Russian news agency TASS in a report on Tuesday (Dec 6) quoted the president of the Russian Academy of Sciences' Institute Of World Economy And International Relations, Alexander Dynkin, as saying that the Northern Hemisphere had seen a return to the Cold War and the confrontation of the two poles — the US and the North Atlantic Treaty Organization (Nato), on the one hand, and Russia and China, on the other.

The report cited Dynkin as he was speaking at the opening of the Primakov Readings international forum of experts: A unipolar world with its mode of global governance that defies the diversity of the modern world and the rise of other non-Western states is a thing of the past.

"It is premature to judge what the structure of a future world order will be. It is obvious, though, that the Cold War is back in the Northern Hemisphere.

"A new bipolarity is a fact of life, with the United States and other Nato countries at one pole, and Russia and China at the other," he said.

Dynkin stressed that "Nato's endless eastward expansion has run into Russia's resistance".

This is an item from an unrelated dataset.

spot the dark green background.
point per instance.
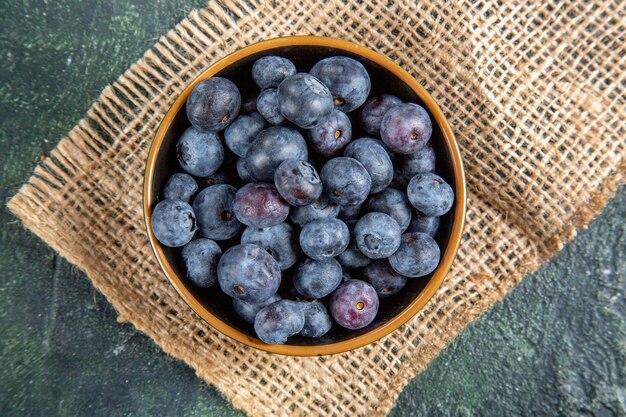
(555, 346)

He claimed that in its attempts to retain its dominant position in the world and maintain its current level of domestic consumption, the US, in just two decades of the 21st century, has ruined 16 major agreements and institutions of global governance — those concerning arms control, climate, the global economy, and the Arctic.

"The liquidated international treaties and organisations had one common feature — either the absence of US dominance, or the priority or consensus principle of activity."

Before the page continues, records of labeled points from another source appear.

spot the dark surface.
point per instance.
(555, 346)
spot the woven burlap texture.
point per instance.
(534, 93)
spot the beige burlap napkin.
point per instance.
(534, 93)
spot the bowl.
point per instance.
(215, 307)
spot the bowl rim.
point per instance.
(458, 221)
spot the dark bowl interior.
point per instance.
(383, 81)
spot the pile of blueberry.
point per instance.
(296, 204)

Dynkin said this "sad truth" indicates that political realities that do not fit in with the Western ideological narratives are being neglected, while "the most professional expertise often remains untapped due to exorbitant geo-strategic assets".

"The reason for these failures, among other things, can be seen in the obsession with the exclusively Western-centric model of strategic planning and attempts to build the scenarios of world development entirely on European or transatlantic historical experience. Iraq, Syria, Libya and the Afghan catastrophes were the dramatic milestones of such ideological stubbornness and continued defiance of reality. Now it's Eastern Europe's and Ukraine's turn," the scholar was reported as saying.